Hasil penangkapan tergantung dari keadaan lingkungan tempat perangkap
dipasang. Penangkapan pada lokasi yang tepat dan musim yang baik mampu
memerangkap lebih dari 1000 spesimen per perangkap per hari. Perangkap ini
mampu berfungsi dalam musim panas dan musim hujan. Air hujan tidak dapat
masuk ke dalam tabung perangkap, sehingga spesimen tidak menjadi basah dan
lembab (Gressitt & Gressitt 1962). Ordo yang sering tertangkap dengan
perangkap malaise adalah Famili Eulopidae, Ichneumonidae, Braconidae (Ordo
10
Hymenoptera), dan Famili Tabanidae (Ordo Diptera) (Atmowidi 2000; Campos et
al. 2000; Toisuta 2007).
Nampan Kuning
Perangkap nampan kuning merupakan perangkap yang dimanfaatkan
berdasarkan ketertarikan serangga terhadap warna. Serangga mempunyai
ketertarikan terhadap warna-warna tertentu, seperti warna kuning untuk kutu
daun, biru dan putih untuk trhips, dan lain-lain. Perangkap ini berbentuk
mangkuk dengan warna kuning terang yang diletakkan di atas pemukaan tanah.

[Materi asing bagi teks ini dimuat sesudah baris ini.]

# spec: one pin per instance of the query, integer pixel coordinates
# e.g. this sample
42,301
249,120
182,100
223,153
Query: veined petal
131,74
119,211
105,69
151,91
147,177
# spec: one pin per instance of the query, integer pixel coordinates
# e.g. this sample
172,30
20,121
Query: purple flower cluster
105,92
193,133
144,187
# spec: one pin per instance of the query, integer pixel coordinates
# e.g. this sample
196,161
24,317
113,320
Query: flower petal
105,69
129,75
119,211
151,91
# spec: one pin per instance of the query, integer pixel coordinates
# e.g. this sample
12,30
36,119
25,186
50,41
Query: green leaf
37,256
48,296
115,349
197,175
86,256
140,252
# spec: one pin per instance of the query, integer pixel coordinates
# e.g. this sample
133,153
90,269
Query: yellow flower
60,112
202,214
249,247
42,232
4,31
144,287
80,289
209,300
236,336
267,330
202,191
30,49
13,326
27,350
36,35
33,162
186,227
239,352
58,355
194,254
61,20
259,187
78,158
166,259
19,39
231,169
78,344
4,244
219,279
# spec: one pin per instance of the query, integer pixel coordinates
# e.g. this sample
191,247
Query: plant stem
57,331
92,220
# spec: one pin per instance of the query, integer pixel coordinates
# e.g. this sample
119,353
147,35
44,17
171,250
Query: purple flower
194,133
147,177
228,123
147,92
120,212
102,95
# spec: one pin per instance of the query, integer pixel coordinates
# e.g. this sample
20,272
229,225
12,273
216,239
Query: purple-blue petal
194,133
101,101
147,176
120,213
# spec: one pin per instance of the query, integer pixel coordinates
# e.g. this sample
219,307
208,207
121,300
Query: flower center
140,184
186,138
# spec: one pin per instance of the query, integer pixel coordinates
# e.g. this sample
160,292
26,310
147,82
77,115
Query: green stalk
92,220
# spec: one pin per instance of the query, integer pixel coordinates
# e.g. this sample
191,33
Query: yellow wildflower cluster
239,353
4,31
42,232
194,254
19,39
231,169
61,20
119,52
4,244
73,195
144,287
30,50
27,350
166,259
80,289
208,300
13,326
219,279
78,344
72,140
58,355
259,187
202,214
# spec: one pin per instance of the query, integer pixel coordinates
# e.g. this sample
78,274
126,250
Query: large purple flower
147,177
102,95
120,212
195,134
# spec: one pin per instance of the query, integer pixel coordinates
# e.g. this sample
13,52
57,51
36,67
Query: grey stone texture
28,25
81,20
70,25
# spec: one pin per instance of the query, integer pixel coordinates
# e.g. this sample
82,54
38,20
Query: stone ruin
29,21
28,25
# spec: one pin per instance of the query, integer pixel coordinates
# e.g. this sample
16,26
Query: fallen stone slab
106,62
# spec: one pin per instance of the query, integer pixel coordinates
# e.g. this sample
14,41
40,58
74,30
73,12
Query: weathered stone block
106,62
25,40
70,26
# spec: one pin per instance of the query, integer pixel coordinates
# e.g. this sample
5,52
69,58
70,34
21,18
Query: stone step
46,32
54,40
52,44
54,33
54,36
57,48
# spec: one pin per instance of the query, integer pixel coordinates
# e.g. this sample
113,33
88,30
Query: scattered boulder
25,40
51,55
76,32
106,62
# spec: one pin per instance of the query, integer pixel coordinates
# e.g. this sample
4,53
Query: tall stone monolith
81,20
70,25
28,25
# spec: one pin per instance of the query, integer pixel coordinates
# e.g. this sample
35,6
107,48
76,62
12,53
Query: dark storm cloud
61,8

Nampan kuning biasanya diisi dengan air sabun atau alkohol. Penggunaan air
sabun atau alkohol berfungsi untuk mematikan serangga yang terjatuh ke dalam
perangkap ini. Penggunaan air sabun lebih sering digunakan dibandingkan
dengan alkohol karena, air sabun tidak mengalami penguapan seperti yang terjadi
pada alkohol dan harganya pun lebih murah. Air sabun juga mempunyai
kelemahan, yaitu bila serangga terjatuh ke dalam perangkap dan mati maka
serangga itu akan cepat berubah warna menjadi transparan dan membusuk jika
tidak cepat diambil (Leong & Thorp 1999).
Jaring Serangga
Jaring serangga terdiri atas kain jaring, batang kayu, kawat silinder, dan
kawat pengikat. Untuk mengoleksi serangga dibutuhkan jaring serangga yang
kokoh dan mempunyai bahan yang baik. Bahan yang sering dipakai untuk
membuat jaring adalah kain trikot atau organdi yang berlubang halus, sehingga
serangga-serangga yang kecil tidak akan mampu keluar dari dalam jaring. Jaring
yang baik adalah jaring yang dapat dilepas dan dipasangkan kembali, dengan
warna yang tidak mencolok. Cara menggunakan jaring adalah dengan cara
mengayunkan jaring ke berbagai arah dengan kecepatan tertentu. Serangga yang
tertangkap dalam jaring diambil dengan aspirator atau pinset dan dimatikan
dengan botol racun (Borror et al. 1996).
Indeks Keanekaragaman Jenis
Indeks keanekaragaman merupakan suatu indeks yang digunakan dalam
menghitung keanekaragaman suatu individu dari spesies atau famili tertentu pada
11
suatu daerah. Indeks keanekaragaman merupakan salah satu ukuran yang
digunakan untuk mengumpulkan informasi dari sampel di lapangan. Secara
historis, indeks telah digunakan untuk mengukur efek kualitas habitat seperti efek
polusi limbah. Indeks keanekaragaman dapat membandingkan keanekaragaman
di dua habitat yang berbeda. Indeks ini menggabungkan dua peubah,
yaitu kekayaan spesies (jumlah spesies dalam komunitas) dan kemerataan spesies
(sebaran jumlah individu spesies). Nilai indeks keanekaragaman yang tinggi
akan diperoleh bila nilai kekayaan spesies dan kemerataan spesies sama rata atau
seimbang. Semakin tinggi nilai indeks keanekaragaman suatu daerah, maka akan
semakin seimbang antara jenis spesies dan jumlah individu spesies pada
komunitas tersebut (Soegianto 1994; Magurran 1996).